# 263-2300-00: How To Write Fast Numerical Code

# Assignment 1: 100 points

# Submitted by Jinank Jain

## Solution 1

#### Part a

Processor Manufacturer: Intel

Processor Name: i7

Processor Number: 3632QM

#### Part b

CPU Logical Cores: 8 CPU Physical Cores: 4

## Part c

CPU Core frequency: 2.2 GHz

#### Part d

CPU Maximum Frequency: 3.2 GHz.

Yes it does support Intel Turbo Boost Technology (2.0)

## Part e

Tick since my processor belongs to the family of Ivy Bridge Processor.

## Part f-i

| OpType         | Latency | Throughput | Gap |
|----------------|---------|------------|-----|
| Addition       | 3       | 1          | 1   |
| Multiplication | 5       | 2          | 0.5 |
| rcp            | 7       | 0.5        | 2   |
| FMA            | NA      | NA         | NA  |

Table 1: Latency/Throughput/Gap for various operations

#### Part j

Peak performance: 32 flops/cycle and 102.4 Gflops/sec

#### Solution 2

#### Part a

Appropriate cost function would involve cost of multiplication, additions and divisions individually. One such example could be following:

$$C(n) = C_{add} * N_{add} + C_{mul} * N_{mul} + C_{div} * N_{div} + C_{typecast} * N_{typecast}$$

$$\tag{1}$$

#### Part b

$$C(n) = C_{add} * (2(n-1)+1) + C_{mul} * (6(n-1)+2) + C_{div} * (2(n-1)+2) + C_{typecast} * (2(n-1)+2)$$

$$(2)$$

$$C(n) = C_{add} * (2n-1) + C_{mul} * (6n-4) + C_{div} * (2n) + C_{typecast} * (2n)$$

$$(3)$$

$$C(n) = flops(n) = 12n - 5 \tag{4}$$

#### Solution 3

#### Part a

This piece of code tries to compute matrix multiplication between two N\*N matrix and store the answer in another N\*N matrix

#### Part b:

$$C(n) = (adds(n), mults(n)) = (n^3, n^3)$$

$$C(n) = \text{flops}(n) = 2 * n^3$$

#### Part c:

Program was compiled with the following flags:

-03 -mno-abm -fno-tree-vectorize -mtune=native

#### Part d:

All the values that are used to plot the graph are used from RDTSC register.
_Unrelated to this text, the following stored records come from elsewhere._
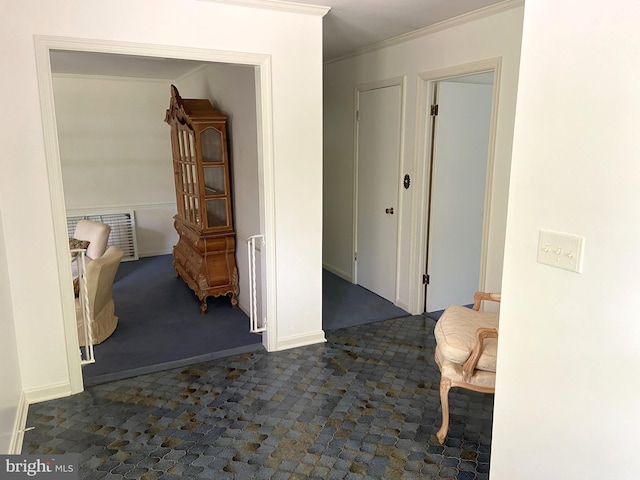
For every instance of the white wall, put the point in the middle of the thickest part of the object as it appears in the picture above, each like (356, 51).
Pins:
(11, 391)
(294, 45)
(495, 36)
(115, 152)
(568, 390)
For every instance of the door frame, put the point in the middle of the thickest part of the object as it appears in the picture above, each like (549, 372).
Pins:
(424, 143)
(390, 82)
(264, 117)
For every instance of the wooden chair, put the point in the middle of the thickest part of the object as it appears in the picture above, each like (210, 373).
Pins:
(466, 348)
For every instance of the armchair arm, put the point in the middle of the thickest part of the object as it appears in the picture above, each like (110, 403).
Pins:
(478, 297)
(476, 352)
- Runtime Plot See Figure 1
- Performance Plot See Figure 2
- Peak performance on a single is around 8 (flops/cycle) and this value is used to plot the percentage of the peak performance See Figure 3

#### Part e:

If we look at the runtime it behaves pretty much as expected with increasing size of matrix, time required to perform the computation should increase. The computation is compute bound however, due to dependency in the computation the peak performance cannot be achieved. Every iteration of i-loop loads matrix C, thus the performance drops whenever C does not fit in L1 (at n = 60), L2 (above n = 170) and L3 (above n = 836) cache.

#### Solution 4

#### Part a



Figure 1: Plots resulting from execution of mmm.c on a IvyBridge CPU (2.2 GHz Intel Core i7-3632QM; 32 kB L1, 256 kB L2, 6 MB L3 cache; scalar peak performance: 2 f/c). The code was compiled with gcc 6.3.1 with O3 enabled and no vectorization.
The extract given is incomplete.